The first time I tried orienteering, back in 2011, my two teammates and I found ourselves locked in a back-and-forth battle with another team. We were grown men, veterans of the national running team; they were 13-year-old girls.
It was a race called Raid the Hammer, featuring 37 checkpoints scattered throughout a conservation area near Hamilton. The organizers figured the best route would be about 25 kilometres long, but the actual distance you covered would depend on how well you navigated.
At each checkpoint, we would encounter the team of 13 year olds. Then we would plunge back into the forest, confident that our superior running speed would leave them in the dust – only to meet them again at the next checkpoint. We were fast, but they were crushing us on the navigation.
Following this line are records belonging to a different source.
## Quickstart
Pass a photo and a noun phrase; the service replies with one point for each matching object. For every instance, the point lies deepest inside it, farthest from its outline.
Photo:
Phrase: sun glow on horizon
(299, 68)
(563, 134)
That memory bubbled to the surface when I read a recent study from researchers at McMaster University. They tested the effects of orienteering on brain function and memory, comparing it to plain old exercise at a similar intensity. The results, which were published in the journal PLoS One, add to a growing pile of evidence that engaging your brain while you work out can supercharge the cognitive benefits of exercise.
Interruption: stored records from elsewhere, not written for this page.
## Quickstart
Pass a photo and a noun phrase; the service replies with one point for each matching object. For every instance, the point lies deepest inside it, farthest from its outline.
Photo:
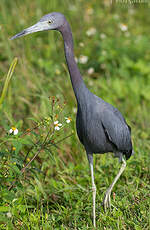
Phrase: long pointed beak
(35, 28)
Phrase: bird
(101, 127)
Exercise seems to boost brain health in different ways, both immediately and over the long term. For example, it triggers the production of brain-derived neurotrophic factor, or BDNF, which spurs the growth of new neurons in the hippocampus, a region of the brain associated with learning and memory.
That’s important because the hippocampus is shrinking by about half a per cent per year by the age of 55, and that shrinkage is associated with declines in learning, memory, and spatial thinking.
The McMaster researchers were looking for more immediate effects based on emerging ideas about the role of lactate. Traditionally, lactate – or, as it used to be referred to, lactic acid – was thought to be a “poison” that made your muscles burn during exercise. But scientists now believe that it functions as both a chemical signal and as a fuel for cells throughout the body, including brain cells.
“We think that this is where lactate has its shining moment,” says Emma Waddington, the McMaster graduate student who led the new study along with Jennifer Heisz, who directs the university’s NeuroFit Lab.
The lactate you produce during hard exercise fuels your brain cells and also sends a signal to activate BDNF. The BDNF, in turn, facilitates “long-term potentiation,” which essentially means that the connections between any nerves that happen to be firing will be strengthened. That implies that what you do with your brain during exercise matters because those are the neural pathways that will be reinforced.
To test this idea, Waddington had 63 volunteers complete a 1.3-kilometre route in one of three conditions: walking, running, or running while navigating, i.e. orienteering. Before and after, they took blood tests to measure lactate and BDNF and administered a series of cognitive tests.
Sure enough, with or without navigation, running produced higher levels of lactate and BDNF than walking, and the volunteers with the highest lactate levels also had the highest BDNF levels. Running also produced better scores on one of the memory tests than walking. But only running with navigation produced better scores on a test of spatial memory. In other words, it was the specific brain circuits they’d used during the orienteering workout that got the biggest boost.
Waddington’s results fit with an emerging consensus that engaging your brain, rather than simply settling into autopilot, can offer some unique benefits. Last year, for example, a multicentre trial led by researchers at Western University found that a mix of aerobic exercise and cognitive training warded off cognitive decline more effectively than exercise alone.
As for that team of 13 year olds who put my orienteering skills to shame back in 2011, it turns out that one of them was Emma Waddington, who, in addition to being a brain science researcher, is now a regular on Canada’s national orienteering team. I don’t feel so bad any more.